Cette histoire de la lecture au couvent permet de faire retour sur la thèse de la crise des bibliothèques ecclésiastiques à la fin de l’époque moderne. Fabienne Henryot montre que la collection commune conserve une fonction symbolique, mémorielle et institutionnelle intacte : son anachronisme apparent vient de ce qu’elle se déploie dans une temporalité qui n’est pas celle du siècle. Si les nouveautés y entrent tard, c’est aussi qu’elles sont restées longtemps entre les mains des religieux : la bibliothèque n’est plus la source des lectures, mais le bassin collecteur de livres d’abord pratiqués en chambre.
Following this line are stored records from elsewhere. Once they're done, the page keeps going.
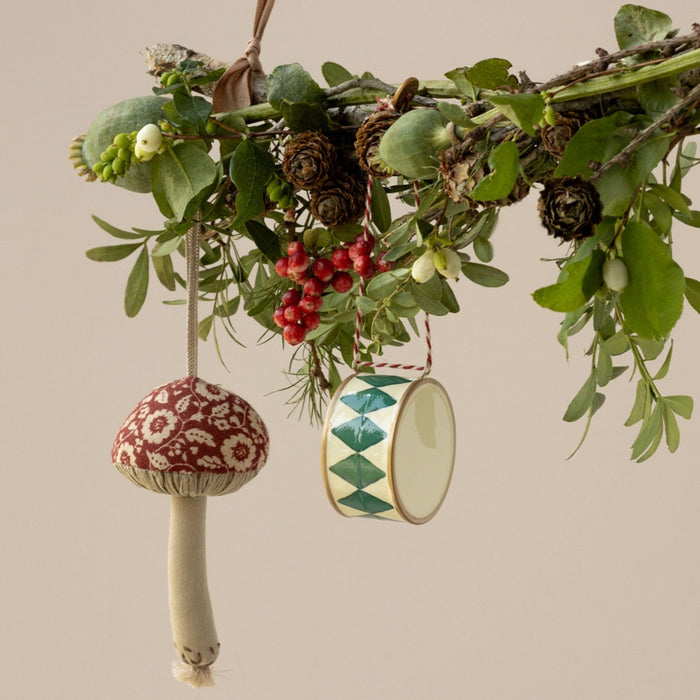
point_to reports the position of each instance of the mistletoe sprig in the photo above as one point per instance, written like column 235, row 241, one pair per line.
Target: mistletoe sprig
column 281, row 189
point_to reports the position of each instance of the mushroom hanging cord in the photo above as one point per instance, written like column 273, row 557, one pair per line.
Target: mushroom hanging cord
column 235, row 87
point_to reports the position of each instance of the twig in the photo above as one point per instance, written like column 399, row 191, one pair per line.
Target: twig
column 622, row 158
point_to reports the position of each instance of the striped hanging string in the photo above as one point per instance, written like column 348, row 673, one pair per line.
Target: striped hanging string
column 356, row 362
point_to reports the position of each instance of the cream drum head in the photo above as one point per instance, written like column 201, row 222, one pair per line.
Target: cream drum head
column 388, row 447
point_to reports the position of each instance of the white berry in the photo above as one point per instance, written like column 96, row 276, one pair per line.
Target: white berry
column 149, row 138
column 447, row 263
column 423, row 268
column 615, row 274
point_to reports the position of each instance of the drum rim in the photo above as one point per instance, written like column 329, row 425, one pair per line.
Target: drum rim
column 399, row 505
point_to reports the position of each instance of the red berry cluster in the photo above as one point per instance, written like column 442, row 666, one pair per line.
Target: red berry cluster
column 299, row 310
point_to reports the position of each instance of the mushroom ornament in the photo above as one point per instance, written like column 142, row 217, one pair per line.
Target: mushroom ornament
column 191, row 439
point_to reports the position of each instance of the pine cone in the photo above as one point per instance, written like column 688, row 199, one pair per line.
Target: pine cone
column 555, row 138
column 570, row 208
column 340, row 201
column 309, row 160
column 367, row 142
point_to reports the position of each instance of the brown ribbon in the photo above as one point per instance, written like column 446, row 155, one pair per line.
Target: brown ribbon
column 235, row 87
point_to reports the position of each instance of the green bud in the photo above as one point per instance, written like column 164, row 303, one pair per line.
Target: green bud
column 122, row 141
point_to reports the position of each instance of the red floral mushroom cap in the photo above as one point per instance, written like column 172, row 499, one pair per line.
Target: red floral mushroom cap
column 191, row 438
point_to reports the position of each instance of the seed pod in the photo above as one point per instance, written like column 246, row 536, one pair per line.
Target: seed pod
column 367, row 141
column 412, row 144
column 309, row 160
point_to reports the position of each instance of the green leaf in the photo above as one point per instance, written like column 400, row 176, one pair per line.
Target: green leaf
column 114, row 231
column 692, row 293
column 663, row 370
column 291, row 83
column 192, row 109
column 525, row 111
column 577, row 283
column 381, row 208
column 582, row 401
column 604, row 370
column 167, row 246
column 672, row 197
column 334, row 74
column 490, row 74
column 653, row 300
column 636, row 25
column 181, row 177
column 111, row 253
column 305, row 116
column 617, row 344
column 691, row 218
column 680, row 405
column 673, row 435
column 651, row 430
column 483, row 249
column 601, row 140
column 163, row 265
column 250, row 170
column 504, row 162
column 137, row 285
column 266, row 240
column 484, row 275
column 385, row 283
column 424, row 296
column 641, row 404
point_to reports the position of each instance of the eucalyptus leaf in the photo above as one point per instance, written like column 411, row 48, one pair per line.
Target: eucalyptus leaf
column 692, row 293
column 651, row 428
column 680, row 405
column 137, row 285
column 250, row 169
column 524, row 110
column 163, row 266
column 291, row 83
column 112, row 253
column 582, row 401
column 491, row 74
column 577, row 283
column 266, row 240
column 192, row 109
column 182, row 176
column 504, row 162
column 334, row 74
column 484, row 275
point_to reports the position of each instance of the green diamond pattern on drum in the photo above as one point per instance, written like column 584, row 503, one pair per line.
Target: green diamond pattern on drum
column 358, row 471
column 359, row 433
column 360, row 500
column 368, row 400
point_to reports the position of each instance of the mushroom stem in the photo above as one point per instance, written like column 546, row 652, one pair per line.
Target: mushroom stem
column 194, row 633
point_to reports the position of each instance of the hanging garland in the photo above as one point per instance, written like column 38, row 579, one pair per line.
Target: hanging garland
column 277, row 175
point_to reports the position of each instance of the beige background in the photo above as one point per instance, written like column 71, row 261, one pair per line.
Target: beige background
column 540, row 578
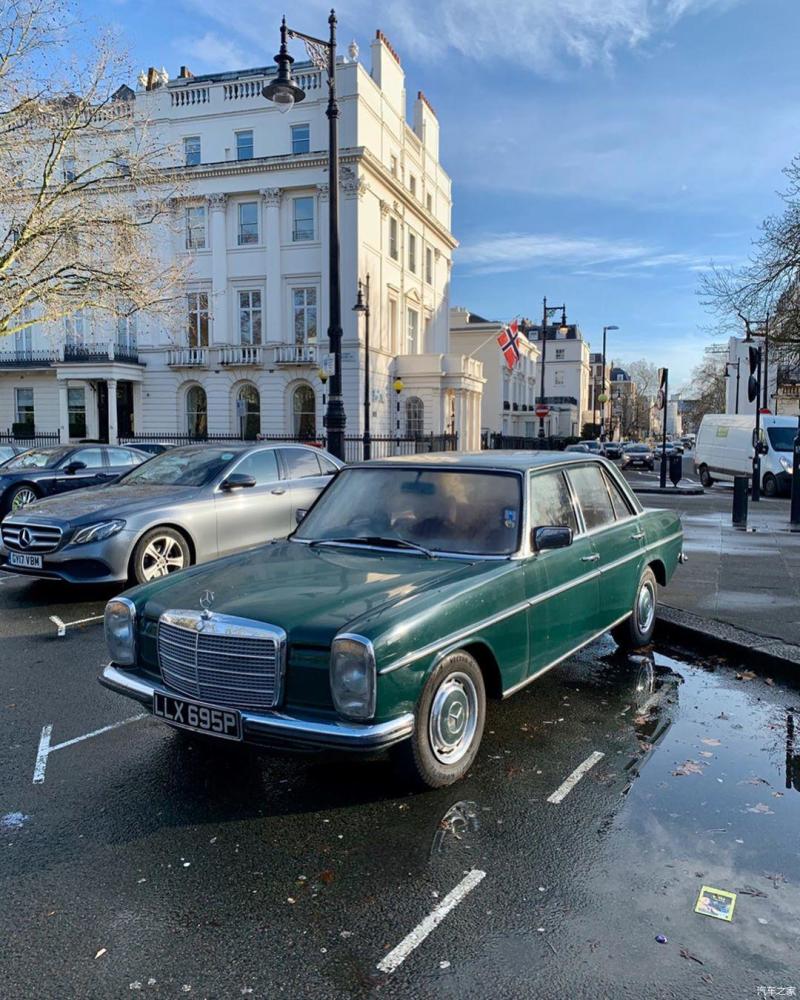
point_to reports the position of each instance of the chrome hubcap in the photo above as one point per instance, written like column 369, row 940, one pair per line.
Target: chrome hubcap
column 453, row 718
column 162, row 556
column 646, row 606
column 22, row 499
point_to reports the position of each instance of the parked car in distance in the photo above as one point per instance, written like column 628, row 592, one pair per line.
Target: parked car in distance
column 638, row 456
column 724, row 449
column 185, row 506
column 412, row 590
column 57, row 469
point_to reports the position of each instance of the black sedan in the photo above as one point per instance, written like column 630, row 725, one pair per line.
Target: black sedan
column 44, row 472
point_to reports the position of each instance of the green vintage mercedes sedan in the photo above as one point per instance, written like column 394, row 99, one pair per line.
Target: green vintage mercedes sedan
column 413, row 590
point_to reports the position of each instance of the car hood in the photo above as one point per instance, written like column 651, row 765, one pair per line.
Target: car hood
column 112, row 501
column 310, row 592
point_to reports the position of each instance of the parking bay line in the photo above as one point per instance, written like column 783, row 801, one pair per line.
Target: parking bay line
column 398, row 955
column 564, row 789
column 45, row 749
column 63, row 626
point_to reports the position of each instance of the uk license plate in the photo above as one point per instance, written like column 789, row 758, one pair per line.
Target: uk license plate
column 25, row 559
column 226, row 723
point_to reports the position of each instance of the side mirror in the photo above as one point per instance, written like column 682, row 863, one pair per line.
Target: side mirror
column 551, row 537
column 237, row 481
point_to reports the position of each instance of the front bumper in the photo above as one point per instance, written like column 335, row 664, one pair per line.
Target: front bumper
column 279, row 729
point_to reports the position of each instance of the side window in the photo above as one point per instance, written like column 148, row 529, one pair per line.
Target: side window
column 590, row 488
column 261, row 465
column 619, row 501
column 551, row 504
column 300, row 464
column 92, row 458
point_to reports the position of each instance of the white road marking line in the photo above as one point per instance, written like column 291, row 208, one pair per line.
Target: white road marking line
column 398, row 955
column 41, row 756
column 45, row 749
column 63, row 626
column 563, row 790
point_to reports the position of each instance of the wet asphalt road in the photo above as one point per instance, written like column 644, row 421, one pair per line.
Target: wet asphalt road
column 224, row 874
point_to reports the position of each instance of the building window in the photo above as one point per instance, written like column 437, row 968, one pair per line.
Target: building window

Lecteurs, les mendiants le sont donc, mais à leur manière. Ils partagent avec leur siècle certaines manières de lire, comme la lecture spirituelle dont le modèle, forgé par les minimes, passe du couvent aux communautés féminines et à la société laïque, ou à la recherche historienne qui les inscrit au sein de la République des lettres. Fruit d’une analyse serrée des textes, mais aussi d’une plongée courageuse dans l’océan des livres parvenus des bibliothèques conventuelles à nos actuelles bibliothèques municipales, maniant ensemble le chiffre, le verbe et l’image, l’ouvrage de Fabienne Henryot constitue un modèle pour l’histoire de la lecture et des pratiques intellectuelles. On peut lui être reconnaissant d’avoir réveillé un objet assoupi, de lui avoir redonné vigueur et force de suggestion, et d’avoir ré-amarré le mendiant à l’univers des lecteurs de l’époque moderne.